FTC warns companies about possible misuse of AI tools.Wilmer Hale

AI For Business

On March 20, 2023, the Federal Trade Commission (FTC) released a blog post advising companies to consider deceptive or abusive use when using artificial intelligence (AI) tools to generate synthetic media. has been released. The FTC calls using AI to create or spread deception: AI fake problem” and it is a rising problem. Fraudsters have used generative AI and synthetic media to generate and propagate false narratives at scale and at low cost, according to the FTC. The agency warns that AI chatbots can be used to create phishing emails, fake her websites, fake profiles, generate malware, ransomware and prompt him injection attacks. doing.

Over the past few months, the FTC has been closely monitoring the development of AI technology and has issued several AI-related guidance. For example, in February 2023, authorities will urge companies that rely on (or allegedly rely on) AI to exaggerate product claims or pose reasonably foreseeable risks to consumers. I published a blog to warn you not to explain. A recent FTC blog post shows the FTC’s continued focus on this topic. Businesses should be aware that the FTC can initiate enforcement actions to punish conduct that the FTC deems unjust or deceptive.

Blog post summary

The FTC asks companies to ask four questions before creating, selling, or using AI:

1. Should you make or sell it? The FTC is directing companies that develop or offer synthetic media or generative AI products to consider this during the design phase.
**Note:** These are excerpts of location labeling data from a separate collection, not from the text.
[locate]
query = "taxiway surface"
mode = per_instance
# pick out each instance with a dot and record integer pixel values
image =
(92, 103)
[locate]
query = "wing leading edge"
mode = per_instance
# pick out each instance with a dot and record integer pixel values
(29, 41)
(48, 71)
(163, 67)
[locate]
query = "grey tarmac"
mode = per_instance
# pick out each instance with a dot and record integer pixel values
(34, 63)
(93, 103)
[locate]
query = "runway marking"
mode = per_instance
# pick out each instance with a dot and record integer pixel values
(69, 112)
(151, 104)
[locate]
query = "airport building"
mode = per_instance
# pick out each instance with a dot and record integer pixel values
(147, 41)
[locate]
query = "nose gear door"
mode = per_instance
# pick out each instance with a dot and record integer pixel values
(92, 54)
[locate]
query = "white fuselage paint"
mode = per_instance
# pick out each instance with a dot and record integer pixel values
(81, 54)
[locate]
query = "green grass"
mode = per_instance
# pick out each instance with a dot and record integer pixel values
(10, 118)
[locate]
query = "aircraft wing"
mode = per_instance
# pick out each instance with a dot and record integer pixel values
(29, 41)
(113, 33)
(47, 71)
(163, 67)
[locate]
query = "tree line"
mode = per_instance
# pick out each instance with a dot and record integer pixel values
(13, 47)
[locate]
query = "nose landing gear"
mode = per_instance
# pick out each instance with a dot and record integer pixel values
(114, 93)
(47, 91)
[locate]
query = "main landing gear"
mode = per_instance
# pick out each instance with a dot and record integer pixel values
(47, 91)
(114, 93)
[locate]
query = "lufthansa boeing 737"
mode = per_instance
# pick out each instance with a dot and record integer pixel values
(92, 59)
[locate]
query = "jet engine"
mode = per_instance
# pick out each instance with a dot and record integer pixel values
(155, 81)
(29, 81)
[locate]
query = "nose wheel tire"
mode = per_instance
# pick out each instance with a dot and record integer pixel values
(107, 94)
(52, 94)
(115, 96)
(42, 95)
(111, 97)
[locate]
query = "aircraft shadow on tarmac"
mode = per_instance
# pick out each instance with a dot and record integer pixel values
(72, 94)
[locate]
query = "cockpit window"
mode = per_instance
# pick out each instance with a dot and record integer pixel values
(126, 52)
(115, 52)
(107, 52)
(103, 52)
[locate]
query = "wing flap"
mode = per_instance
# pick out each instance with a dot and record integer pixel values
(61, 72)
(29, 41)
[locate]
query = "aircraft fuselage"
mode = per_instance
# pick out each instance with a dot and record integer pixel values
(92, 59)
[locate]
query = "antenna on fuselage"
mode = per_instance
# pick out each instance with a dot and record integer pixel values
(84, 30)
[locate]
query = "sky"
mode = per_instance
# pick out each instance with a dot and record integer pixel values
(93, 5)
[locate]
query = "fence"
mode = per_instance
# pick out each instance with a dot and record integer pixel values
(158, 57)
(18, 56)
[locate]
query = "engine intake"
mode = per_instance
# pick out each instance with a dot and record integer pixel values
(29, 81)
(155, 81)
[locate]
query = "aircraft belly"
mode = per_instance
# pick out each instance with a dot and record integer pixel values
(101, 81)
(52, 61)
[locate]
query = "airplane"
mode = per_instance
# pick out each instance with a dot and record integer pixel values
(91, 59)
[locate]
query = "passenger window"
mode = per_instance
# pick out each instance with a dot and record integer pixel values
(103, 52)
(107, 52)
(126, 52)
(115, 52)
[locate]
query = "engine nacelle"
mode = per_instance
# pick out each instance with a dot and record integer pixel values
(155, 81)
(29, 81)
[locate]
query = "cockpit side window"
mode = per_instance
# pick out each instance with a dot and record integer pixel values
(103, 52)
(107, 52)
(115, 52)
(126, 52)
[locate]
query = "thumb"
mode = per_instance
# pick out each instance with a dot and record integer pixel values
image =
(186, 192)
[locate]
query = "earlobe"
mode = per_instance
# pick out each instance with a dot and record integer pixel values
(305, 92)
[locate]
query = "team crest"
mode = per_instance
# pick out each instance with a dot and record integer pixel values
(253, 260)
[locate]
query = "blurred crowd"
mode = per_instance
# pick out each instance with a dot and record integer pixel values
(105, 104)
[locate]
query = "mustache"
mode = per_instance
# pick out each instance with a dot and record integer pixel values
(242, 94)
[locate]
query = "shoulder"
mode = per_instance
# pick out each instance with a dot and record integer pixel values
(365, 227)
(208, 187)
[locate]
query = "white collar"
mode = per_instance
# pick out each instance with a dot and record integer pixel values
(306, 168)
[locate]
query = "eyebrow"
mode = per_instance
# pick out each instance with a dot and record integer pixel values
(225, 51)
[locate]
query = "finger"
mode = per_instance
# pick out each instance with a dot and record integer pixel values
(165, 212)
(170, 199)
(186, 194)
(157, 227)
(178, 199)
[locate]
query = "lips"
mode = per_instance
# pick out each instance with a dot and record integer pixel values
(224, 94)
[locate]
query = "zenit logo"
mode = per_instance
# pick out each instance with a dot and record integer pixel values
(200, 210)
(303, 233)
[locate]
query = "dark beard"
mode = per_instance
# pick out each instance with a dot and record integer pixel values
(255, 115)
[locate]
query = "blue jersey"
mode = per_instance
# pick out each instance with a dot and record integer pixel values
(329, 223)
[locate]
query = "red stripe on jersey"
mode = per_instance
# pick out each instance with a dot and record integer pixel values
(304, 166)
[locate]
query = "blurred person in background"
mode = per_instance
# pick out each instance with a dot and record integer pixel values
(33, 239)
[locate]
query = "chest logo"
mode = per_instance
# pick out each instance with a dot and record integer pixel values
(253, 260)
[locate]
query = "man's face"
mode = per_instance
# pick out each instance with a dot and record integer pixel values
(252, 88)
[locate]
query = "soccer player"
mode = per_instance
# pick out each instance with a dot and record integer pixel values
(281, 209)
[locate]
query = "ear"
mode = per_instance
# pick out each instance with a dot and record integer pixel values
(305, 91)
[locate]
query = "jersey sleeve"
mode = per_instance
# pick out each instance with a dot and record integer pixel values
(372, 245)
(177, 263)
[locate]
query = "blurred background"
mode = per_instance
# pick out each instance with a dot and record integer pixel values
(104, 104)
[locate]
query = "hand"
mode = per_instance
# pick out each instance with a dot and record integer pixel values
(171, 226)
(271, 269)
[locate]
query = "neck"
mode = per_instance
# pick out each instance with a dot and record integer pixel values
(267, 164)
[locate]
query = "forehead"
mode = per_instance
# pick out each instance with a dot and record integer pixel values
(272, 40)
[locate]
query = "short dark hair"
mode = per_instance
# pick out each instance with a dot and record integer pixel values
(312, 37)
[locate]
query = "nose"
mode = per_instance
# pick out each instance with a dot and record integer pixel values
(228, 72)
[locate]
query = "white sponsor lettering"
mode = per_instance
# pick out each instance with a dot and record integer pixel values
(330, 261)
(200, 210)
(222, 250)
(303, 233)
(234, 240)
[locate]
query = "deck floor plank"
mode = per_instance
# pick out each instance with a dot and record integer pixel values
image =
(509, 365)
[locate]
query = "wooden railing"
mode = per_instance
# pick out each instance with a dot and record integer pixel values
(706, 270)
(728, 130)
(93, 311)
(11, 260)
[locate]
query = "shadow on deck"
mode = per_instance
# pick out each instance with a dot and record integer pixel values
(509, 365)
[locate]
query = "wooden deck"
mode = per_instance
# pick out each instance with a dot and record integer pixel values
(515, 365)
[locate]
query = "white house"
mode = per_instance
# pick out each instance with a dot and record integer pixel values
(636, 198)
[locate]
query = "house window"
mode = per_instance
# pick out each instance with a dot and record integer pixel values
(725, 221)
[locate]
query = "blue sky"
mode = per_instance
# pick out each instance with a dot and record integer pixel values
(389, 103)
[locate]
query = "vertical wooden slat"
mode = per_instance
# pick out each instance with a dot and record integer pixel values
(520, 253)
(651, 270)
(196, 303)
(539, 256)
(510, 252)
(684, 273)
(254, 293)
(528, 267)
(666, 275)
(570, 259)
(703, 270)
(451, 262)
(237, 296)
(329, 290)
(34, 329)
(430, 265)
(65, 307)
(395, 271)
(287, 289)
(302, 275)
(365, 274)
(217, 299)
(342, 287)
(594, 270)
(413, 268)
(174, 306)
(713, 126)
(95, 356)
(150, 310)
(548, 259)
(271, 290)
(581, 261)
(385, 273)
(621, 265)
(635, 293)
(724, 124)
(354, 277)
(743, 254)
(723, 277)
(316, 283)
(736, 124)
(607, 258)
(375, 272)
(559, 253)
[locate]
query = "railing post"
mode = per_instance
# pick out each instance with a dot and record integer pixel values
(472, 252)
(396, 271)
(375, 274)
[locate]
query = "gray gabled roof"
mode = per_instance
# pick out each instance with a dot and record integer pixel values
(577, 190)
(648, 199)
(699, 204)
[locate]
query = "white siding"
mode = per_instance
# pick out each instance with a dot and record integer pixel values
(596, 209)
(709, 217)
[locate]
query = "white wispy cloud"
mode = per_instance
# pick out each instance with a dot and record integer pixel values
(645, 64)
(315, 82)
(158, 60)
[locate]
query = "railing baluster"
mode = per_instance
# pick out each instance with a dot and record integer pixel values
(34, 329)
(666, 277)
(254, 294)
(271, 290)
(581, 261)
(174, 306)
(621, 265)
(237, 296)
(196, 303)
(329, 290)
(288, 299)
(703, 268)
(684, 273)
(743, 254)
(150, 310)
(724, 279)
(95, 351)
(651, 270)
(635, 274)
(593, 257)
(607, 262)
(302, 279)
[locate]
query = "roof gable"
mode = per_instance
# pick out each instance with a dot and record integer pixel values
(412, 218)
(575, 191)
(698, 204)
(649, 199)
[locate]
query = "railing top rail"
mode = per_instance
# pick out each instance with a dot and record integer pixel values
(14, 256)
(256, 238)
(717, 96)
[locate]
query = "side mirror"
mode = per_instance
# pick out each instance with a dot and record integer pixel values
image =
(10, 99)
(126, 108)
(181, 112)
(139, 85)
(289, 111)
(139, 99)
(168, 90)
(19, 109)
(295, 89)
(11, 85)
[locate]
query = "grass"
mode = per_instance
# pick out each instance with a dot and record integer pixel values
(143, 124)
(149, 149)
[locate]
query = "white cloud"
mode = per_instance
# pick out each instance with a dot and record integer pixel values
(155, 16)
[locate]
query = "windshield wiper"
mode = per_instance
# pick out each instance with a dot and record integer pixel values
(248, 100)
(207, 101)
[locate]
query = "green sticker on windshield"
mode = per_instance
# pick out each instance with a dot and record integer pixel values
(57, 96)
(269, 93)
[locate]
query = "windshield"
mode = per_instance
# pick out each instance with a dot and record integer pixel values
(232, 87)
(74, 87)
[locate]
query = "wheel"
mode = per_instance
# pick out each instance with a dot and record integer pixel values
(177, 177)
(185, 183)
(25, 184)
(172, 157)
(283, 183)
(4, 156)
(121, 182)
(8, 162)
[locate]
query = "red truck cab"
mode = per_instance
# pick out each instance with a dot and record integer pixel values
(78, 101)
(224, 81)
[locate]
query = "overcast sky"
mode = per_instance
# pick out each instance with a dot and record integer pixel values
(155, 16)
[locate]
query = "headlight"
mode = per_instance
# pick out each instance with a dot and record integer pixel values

2. Are you effectively mitigating risk? The FTC directs companies that develop or offer AI products to take “reasonable precautions” before entering the market. The FTC deems it insufficient to warn consumers or require disclosure from users of misuse. Instead, the agency advises companies to create deterrents that are “durable, built-in features” and “not bug fixes or optional features” that bad actors can change or remove. FTC urges companies to rethink whether products really need to be anthropomorphized, emulate humans, or act like bots to achieve a similar effect. adds that there is

3. Are we relying too much on post-launch detection? The FTC acknowledges that researchers are improving their ability to detect AI-generated content, but it is still “in an arms race with companies developing generative AI tools, and we are trying to Fraudsters using them are often on the move by the time someone detects counterfeit content.” suggests that it should be in the enterprise rather than

Four. Are you misleading people about what they see, hear, or read? The FTC is telling advertisers to think twice before using AI-generated content. The agency says it has warned companies against misleading consumers via fake dating profiles, fake followers, deepfakes, chatbots, etc. and has taken enforcement action against them.

Chatbots and generative AI pose many legal and business risks. I covered this in detail in a recent article. As the FTC’s recent guidance shows, one of these risks comes from consumer protection agencies, which use laws designed to prevent deceptive trade practices to regulate AI tools. There is a possibility. As the FTC points out in its blog, the FTC has taken enforcement action against companies that use fake online content, requiring them to destroy the underlying algorithms that power their systems. increase. Companies using this technology should carefully and deliberately consider the FTC’s guidance and best practices on AI development and use.

Italian privacy regulators recently temporarily restricted OpenAI’s ChatGPT from processing data of individuals residing in Italy. We will continue to update you on key developments in legal and business risks such as generative AI.